Regarding the application of ITIC for phase coexistence, the authors suggest that at least nine data points are required on the isotherm and three data points on the isochore for each saturation point. Noting that the highest temperature state points serve on both isochores and isotherm, they conclude that a total of 19 state points are required to obtain five coexistence conditions. However, the authors have not discussed this recommendation sufficiently.

True. Did you ever try fewer state points or more state points? I don't think we need to show this for the simulation examples, just for the REFPROP validation. I think it would suffice to mention some other set-ups that you tested, just briefly.

For instance, if a single ITIC method is preferred, the critical properties may not be obtained via ITIC: the authors have used the law of rectilinear diameter to estimate the critical temperatures and densities. However, the extrapolation to the critical point using the scaling law and the law of rectilinear diameter does not hold well when the Tr is not close to one.
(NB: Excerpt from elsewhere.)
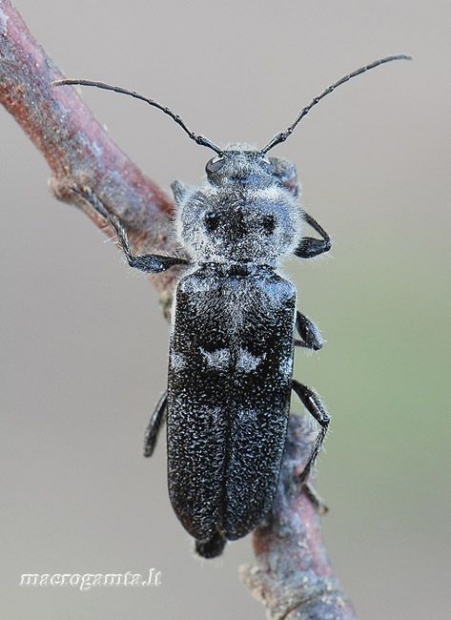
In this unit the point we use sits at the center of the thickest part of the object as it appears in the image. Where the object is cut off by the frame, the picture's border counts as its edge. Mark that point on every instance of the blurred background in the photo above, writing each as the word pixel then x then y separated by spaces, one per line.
pixel 83 345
Nevertheless, the authors have decided to use this method to estimate the critical properties without appropriate comparison of their results with GCMC or GEMC results (see Binder, Molecular Physics 108, No. 14, 1797–1815 and Dinpajooh et al. J. Chem. Phys. 143, 114113 (2015)). I happened to notice that the critical properties for TIP4P/2005 water predicted by the ITIC method are very far from the NIST Standard Reference Simulation website data. The authors might want to compare the ITIC results with the corresponding GEMC or GCMC results to allow the reader to assess the accuracy of the ITIC method.

As discussed in Issue #7, we might want to remove the critical points.

Therefore, their conclusions about using one preferred single method do not necessarily apply to predicting the critical properties.

However, if we remove the critical point results then we cannot really recommend one preferred single method, unless we clarify that we would not recommend using ITIC for the critical points.

I actually think that we could keep the critical point results and point out that these equations are not valid at low Tr, therefore, the extrapolation to the critical point from ITIC might not be reliable. However, we can show that the critical points are still fairly reasonable in some instances. We could also explain that it is probably best to exclude the lowest Tr ITIC points from the fit, maybe just use the highest three temperatures.

[ramess101]

Overall, the manuscript is hard to follow due to the large number of figures (about 50, including the supplement) and perhaps tables (11 tables including the supplement) and insufficient discussions.

This is discussed in Issue #5.

Therefore, I cannot recommend publication in JCP in the current version. An extended revision with detailed discussion might be presented in a more technical journal.

I think Fluid Phase Equilibria would be a good fit.

[mostafa-razavi]

The TI method is a well-known method that has been used extensively (see Vega et al. J. Phys.: Condensed Matter 20, 153101, (2008)).

This paper is now cited in Introduction